The Tatler-Burgess Medieval Manuscript Collection contains woodcut prints from the Renaissance, ranging from 1519 to 1575 A.D. Created by carving illustrations into wooden blocks, woodcut prints were used by early printing presses to mass-produce prints for Europe and the wider world.
The woodcuts include illustrations of biblical scenes, illustrations for a moral satire, a map of a city in the late sixteenth century, and an illustration from a fictionalized biography of a Holy Roman Emperor.
The collection is a fascinating introduction to the history of illustration and woodcut prints. Previous illustrations were only found in hand-made individual art pieces such as carvings, paintings, sculptures, tapestries, and illustrated manuscripts. Woodcut prints allowed for the first mass-produced printed images to be disseminated among a wide audience.
By studying these woodcut prints, researchers may gain appreciation for the art of the period, the artistic abilities of woodcutters, and the culture of sixteenth-century Europe, and better understand how information was spread and interpreted by those living in the first centuries of the printing press.
Victoria & Albert Museum. (2022, June 7). How was it made? Renaissance Playing Card | Woodcut Printing | V&A. YouTube. https://www.youtube.com/watch?v=3w_n7q92eB0">https://www.youtube.com/watch?v=3w_n7q92eB0
Woodcut or woodblock printing is one of the earliest methods of printing technology, with some of the foremost examples credited to the Tang Dynasty in modern-day China. Similar to the practice of using a rubber stamp and an ink pad, woodcut printing is a method of stamping symbols, words, or designs on a surface using a carved block of wood.

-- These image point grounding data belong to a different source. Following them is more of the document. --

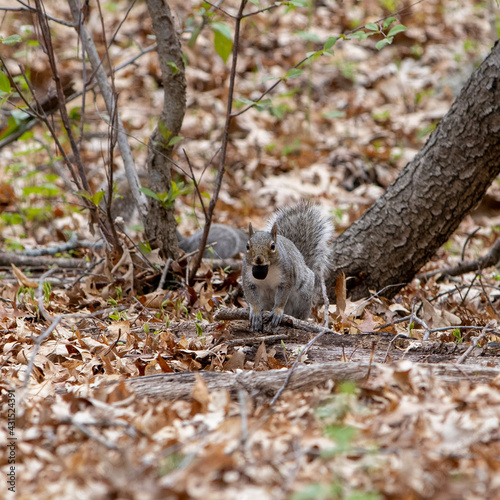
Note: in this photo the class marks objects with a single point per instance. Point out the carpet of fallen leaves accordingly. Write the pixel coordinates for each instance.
(71, 425)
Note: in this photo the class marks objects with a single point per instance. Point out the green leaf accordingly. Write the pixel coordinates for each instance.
(293, 73)
(307, 35)
(175, 140)
(145, 247)
(84, 194)
(263, 105)
(173, 67)
(151, 194)
(12, 40)
(223, 29)
(360, 35)
(396, 29)
(246, 101)
(388, 22)
(382, 43)
(330, 42)
(223, 44)
(267, 78)
(5, 83)
(97, 198)
(334, 114)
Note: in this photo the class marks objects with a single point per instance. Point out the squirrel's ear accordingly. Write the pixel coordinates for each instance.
(274, 231)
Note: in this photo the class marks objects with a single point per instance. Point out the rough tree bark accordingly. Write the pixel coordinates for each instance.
(159, 225)
(434, 192)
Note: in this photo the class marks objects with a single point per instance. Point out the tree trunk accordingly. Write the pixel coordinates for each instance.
(160, 223)
(434, 192)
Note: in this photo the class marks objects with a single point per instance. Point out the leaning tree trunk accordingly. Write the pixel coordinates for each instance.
(159, 225)
(421, 209)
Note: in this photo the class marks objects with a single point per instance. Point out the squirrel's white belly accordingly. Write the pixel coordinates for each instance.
(267, 287)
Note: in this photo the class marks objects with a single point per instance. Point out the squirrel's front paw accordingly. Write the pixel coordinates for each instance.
(276, 317)
(256, 321)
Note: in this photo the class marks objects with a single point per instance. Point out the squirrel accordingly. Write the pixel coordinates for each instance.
(285, 266)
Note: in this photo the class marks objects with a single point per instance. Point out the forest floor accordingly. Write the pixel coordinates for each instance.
(145, 395)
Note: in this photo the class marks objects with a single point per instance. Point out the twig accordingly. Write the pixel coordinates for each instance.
(38, 342)
(255, 340)
(376, 295)
(41, 305)
(195, 183)
(164, 274)
(303, 352)
(489, 259)
(474, 342)
(83, 428)
(399, 335)
(225, 140)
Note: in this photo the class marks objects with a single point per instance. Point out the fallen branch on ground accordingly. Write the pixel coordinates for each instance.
(173, 386)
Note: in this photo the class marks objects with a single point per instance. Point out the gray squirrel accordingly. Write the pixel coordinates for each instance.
(285, 266)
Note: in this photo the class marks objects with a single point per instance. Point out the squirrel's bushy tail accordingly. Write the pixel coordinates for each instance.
(310, 231)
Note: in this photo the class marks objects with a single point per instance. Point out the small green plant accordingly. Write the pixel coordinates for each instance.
(458, 335)
(167, 199)
(47, 291)
(116, 315)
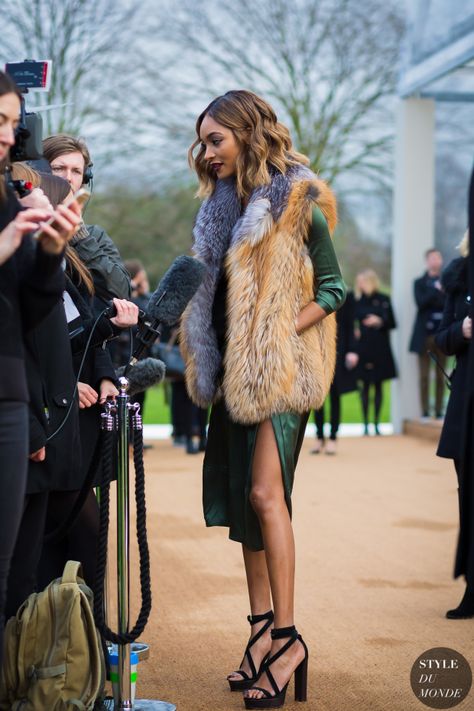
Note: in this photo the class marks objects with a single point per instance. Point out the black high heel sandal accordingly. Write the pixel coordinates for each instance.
(277, 699)
(247, 681)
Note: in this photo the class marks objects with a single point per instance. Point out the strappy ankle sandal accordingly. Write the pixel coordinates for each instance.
(247, 681)
(277, 699)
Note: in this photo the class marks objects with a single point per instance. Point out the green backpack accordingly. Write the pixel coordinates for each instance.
(53, 658)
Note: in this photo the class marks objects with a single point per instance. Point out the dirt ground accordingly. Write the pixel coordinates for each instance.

The process requires an artist to carve away the surface of a wooden block, known as the relief process, so that the remaining raised surface design can be coated with paint or ink and pressed against paper or cloth to impart a print onto the surface of the material. In Europe, some of the earliest woodcuts such as the “Bois Protat” (c. 1380) were used to make prints of religious iconography on cloth. Once the printing press made mass production of books possible, it was a simple matter for artists to create woodcuts that fit the dimensions needed for a printing press. The fact that early printers used the same relief process to create movable letters out of metal, meant that the incorporation of woodcuts was relatively easy as both text and images could be printed on the same page with the same machine using the same process. As a result, woodcuts could be used in early printing presses to supplement text with depictions of what was being communicated for the benefit of the viewer, with the printer Albrecht Pfister of Bamberg using woodcuts to illustrate his books as early as 1461. While a notable alternative, the finer detail of copper engravings were not used extensively until 1550 due to the need for a separate printing process and the overall success of woodcut prints for most applications, apart from the finer detail required in the production of map prints.